The Deacon froze. Every guard in the room raised their weapon, aiming at the ceiling speakers.
"I knew you couldn’t resist a housewarming party," Ethan’s voice continued, crackling with a hint of dark amusement. "It’s a bit rude to enter someone’s room without an invitation, don’t you think? Since you went through all this trouble to see me, I prepared a little parting gift. If we ever meet again, I hope we can have a... lovely chat."
The Scavenger Ancestor’s eyes widened as he caught a faint, rhythmic blinking light coming from behind the reception desk. Then another from the floor vents. Then a dozen more from the structural pillars.
"C4..." he whispered, his voice failing him. "High-yield charges."
"EVACUATE!" the Deacon shrieked, "GET OUT NOW!"
The Obsidian leaders lunged for the reinforced windows, their spiritual auras erupting in a desperate attempt to create shields. But Ethan wasn’t interested in a fair fight.
A deafening click echoed through the speakers.
BOOM.
The base of the Hotel didn’t just explode; it disintegrated. A sequence of perfectly timed thermobaric charges turned the ground floor into a vacuum of fire, collapsing the structural supports in a synchronized dance of destruction. The crown jewel of D.C.’s hospitality turned into a mountain of falling concrete and twisted steel, a pillar of black smoke rising into the sky.
Ethan didn’t even look back at the pillar of smoke rising from the center of D.C. He simply adjusted the flight path, his hands steady on the controls.
Anne leaned back, her arms crossed, a look of genuine intrigue dancing in her eyes. "You were prepared for this the entire time, weren’t you?" she asked, her voice barely audible over the hum of the rotors.

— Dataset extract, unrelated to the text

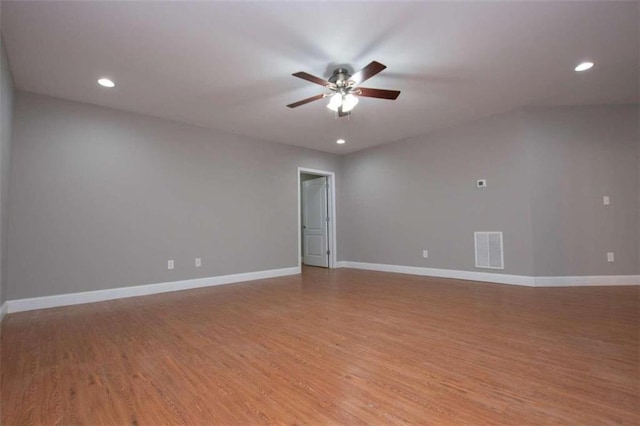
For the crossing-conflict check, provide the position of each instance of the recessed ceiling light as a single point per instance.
(584, 66)
(105, 82)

"A small parting gift," Ethan replied, a sharp, cold smirk tugging at the corner of his mouth. "In case they tried something ’funny.’ It seems the investment in those charges was well worth it."
Anne shifted her gaze from the window to Ethan’s profile. "You don’t actually believe they’ll die from those toys, do you? An Obsidian-rank body doesn’t break that easily, and the Deacon has enough artifacts to survive a falling mountain."
"Truthfully? I don’t expect them to die," Ethan said, his voice dropping into a dark, melodic register. "I just wanted to send a message. I want them to feel the ground vanish beneath their feet. I want them to understand a very simple rule: don’t fuck with me, or I will dismantle everything you’ve built, brick by brick."
He began to laugh—a deep, booming sound of pure, unbridled amusement that echoed through the small cabin.
Anne shook her head, a soft, entertained smile playing on her lips. She had known Ethan was capable, but she hadn’t realized how deep his machinations truly went. He hadn’t just prepared a defense; he had laid a spiderweb of traps that spanned from the Massachusetts border to the very heart of the capital.
"You’re a terrifying ally, Ethan," she remarked, watching the city lights fade into the distance. "Most people plot to survive. You plot to humiliate."
"Survival is a given," Ethan countered, his laughter subsiding into a chillingly calm tone. "Domination is the goal. If they want to play at being gods, I’ll be the one who teaches them how it feels to fall."
The helicopter banked sharply toward the West, leaving the chaos of the burning hotel behind.